Coherencia les sobra. La que echan a faltar en el 'molt honorable president', cuyo patriotismo termina donde empieza la marca del Estado represor. El temerario desafío de Quim Torra a las fuerzas del mal consiste en aplaudir a los activistas ("apretad, apretad") y quitarles de encima a los 'mossos' mientras revientan las libertades ajenas de circulación y expresión, como han venido haciendo estos últimos días.

Los 'indepes' echan en falta más coherencia del 'president', cuyo patriotismo solidario termina donde empieza la marca del Estado represor

Pero Torra, un activista más disfrazado de gobernante, se viene arriba. Más patriota que nadie y más determinado que nadie a plantar cara a ‘aquesta gent tan ufana y tan superba’. Que se enteren en Madrid. Ha decidido solidarizarse con los presos de Lledoners, mediante una huelga de hambre de 48 horas, acogido a la leal hospitalidad del Monasterio de Montserrat.

Cuando este fin de semana se conoció este rasgo de heroísmo del presidente de la Generalitat, algunos pensamos que era una ‘fake new’, una chanza ideada en las redes por los seguidores de Inés Arrimadas contra este extravagante actor invitado a la comedia del ‘procés’. La confirmación de la noticia nos dejó hablando solos. Ya sabemos ahora que Torra prolongará su sacrificio hasta mañana por la mañana, cuando está llamado a presidir la reunión de su Consell Executiu.

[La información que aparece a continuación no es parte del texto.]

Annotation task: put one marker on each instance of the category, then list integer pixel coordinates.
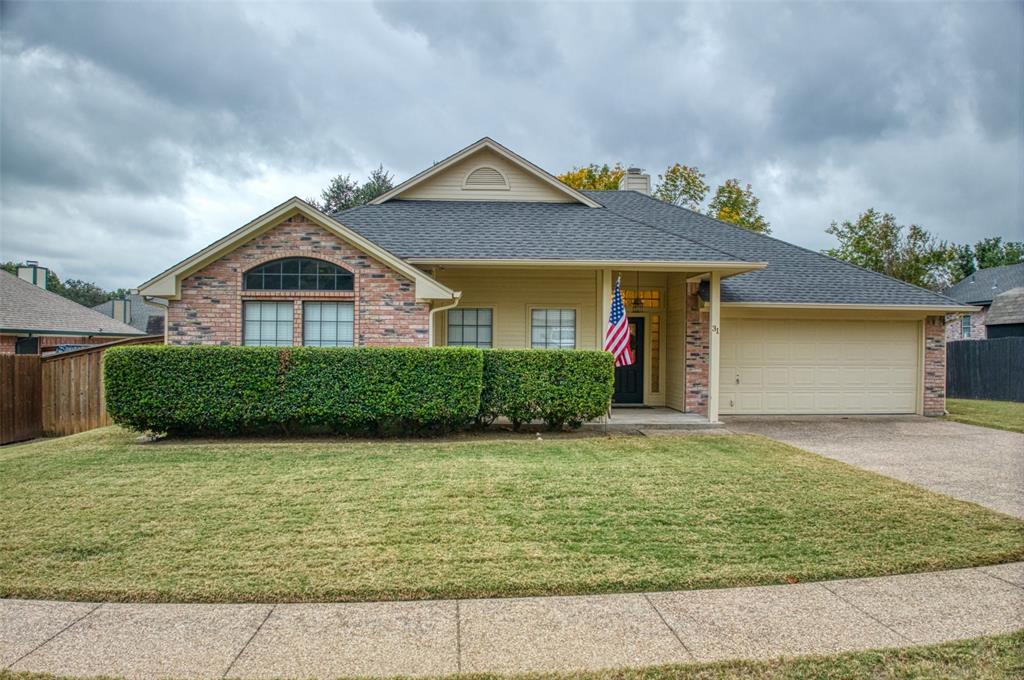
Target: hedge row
(385, 390)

Los CDR y la CUP critican la aversión de los líderes nacionalistas a la desobediencia y la unilateralidad como medios de avanzar hacia la independencia

A quienes están en la versión más impaciente de la desconexión con España no les ha hecho ninguna gracia. Mucho menos si la noticia se relaciona con la huelga de hambre seguida por cuatro de los dirigentes nacionalistas encarcelados en la prisión de Lledoners. Simplemente, porque es una dosis de recuerdo sobre la aversión de los gobernantes nacionalistas a la desobediencia y la unilateralidad como único medio útil de avanzar hacia la independencia de Cataluña.

Es muy lógico el fastidio recurrente entre los activistas del nacionalismo ansioso, los CDR, los seguidores de la CUP o, simplemente, los miles de independentistas de malograda buena fe. Todos ellos han detectado lo absurdo de una situación en la que los carceleros pidan la libertad de los encarcelados. Les bastó echar un vistazo al artículo 168 del Estatut.

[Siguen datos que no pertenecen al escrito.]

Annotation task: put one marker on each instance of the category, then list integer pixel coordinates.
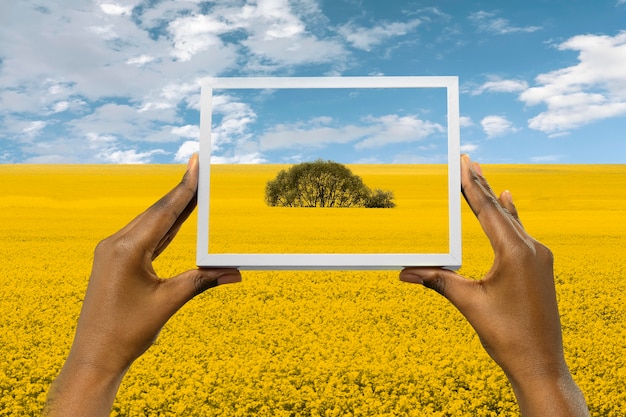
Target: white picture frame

El temerario desafío de Torra al Estado consiste en aplaudir a los activistas y quitarles de encima a los 'mossos' mientras revientan las libertades ajenas

Dice en su apartado b) que corresponde a la Generalitat “la totalidad de la gestión de la actividad penitenciaria en Cataluña, especialmente la dirección, la organización, el régimen, el funcionamiento, la planificación y la inspección de las instituciones penitenciarias de cualquier tipo situadas en Cataluña”.

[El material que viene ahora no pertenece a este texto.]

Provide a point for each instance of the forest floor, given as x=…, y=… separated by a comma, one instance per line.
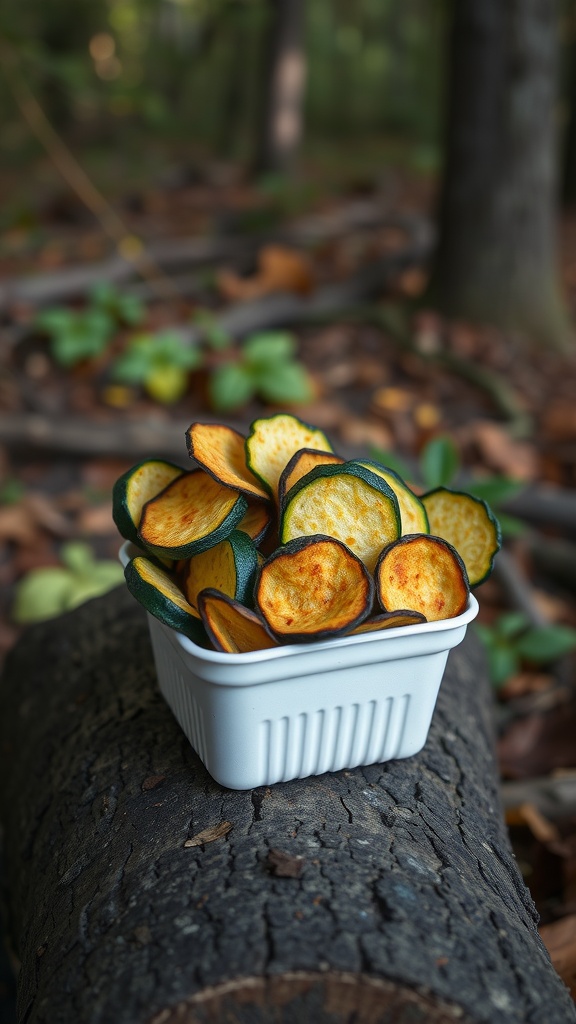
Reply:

Ergo, es una broma de mal gusto que la solidaridad de Torra con los presos en huelga de hambre se quede en un saludable ayuno de 48 horas. La lógica del independentista hiperventilado se pregunta que, si tan solidarios son el presidente y su Govern con los presos injustamente encarcelados por el Estado represor, ¿por qué no les abren las puertas de unas cárceles que dependen de la Generalitat? Ah, no. Eso de ninguna manera, porque si lo hacen también ellos podrían ir a la cárcel, a la luz de previsiones bien descritas en el Código Penal para ciertos comportamientos. A Torra hasta le podrían embargar su piso de la Diagonal. Y eso, ni pensarlo.